Il Ministero dell'Istruzione ha diramato un vademecum operativo per garantire il corretto svolgimento delle prove. La regola aurea resta l'assoluta assenza di dispositivi elettronici: smartphone, smartwatch e qualsiasi strumento di comunicazione devono essere rigorosamente consegnati o lasciati fuori dall'aula. Per i docenti commissari, il compito principale resta quello di vigilare sulla regolarità formale, assicurando che gli elaborati siano redatti in modo leggibile e coerente con le tracce ministeriali.

Le sfide del colloquio e la gestione degli scritti

Oltre alla prova di italiano, l'attenzione è rivolta alle dinamiche del nuovo colloquio. La struttura dell'esame richiede che il candidato dimostri capacità di collegamento interdisciplinare, evitando la mera esposizione mnemonica. La commissione è chiamata a valutare non solo le conoscenze acquisite, ma anche la maturità critica raggiunta dallo studente nel corso dell'ultimo triennio.

La leggibilità dell'elaborato scritto e la capacità di analisi critica durante il colloquio rappresentano i pilastri fondamentali per una valutazione oggettiva e trasparente della prova.

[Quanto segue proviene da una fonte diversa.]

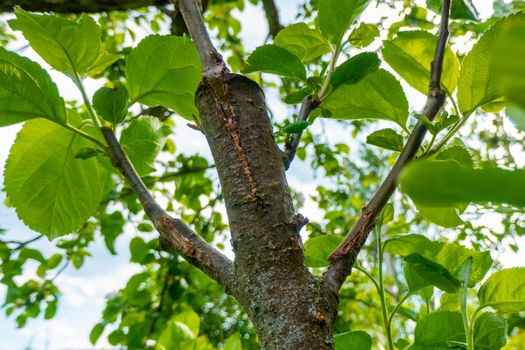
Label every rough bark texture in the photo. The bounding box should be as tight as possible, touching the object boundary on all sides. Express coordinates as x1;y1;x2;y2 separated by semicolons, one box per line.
0;0;169;13
196;72;337;349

La gestione del tempo e la chiarezza espositiva rimangono i fattori determinanti per il successo. I docenti sono chiamati a supportare gli studenti nel mantenere la concentrazione, ricordando che la qualità della scrittura, intesa come correttezza grammaticale e sintattica, incide significativamente sulla valutazione finale. La precisione formale, unita alla capacità di argomentazione, resta il miglior biglietto da visita per ogni maturando.

Il monitoraggio costante da parte degli Uffici Scolastici Provinciali (USP) e il coordinamento tra i membri interni ed esterni delle commissioni garantiscono che ogni fase dell'esame rispetti le normative vigenti. La preparazione logistica, che precede l'apertura dei plichi telematici, è il primo passo per una sessione d'esame che si svolga senza intoppi, tutelando il diritto degli studenti a un percorso valutativo equo e rigoroso.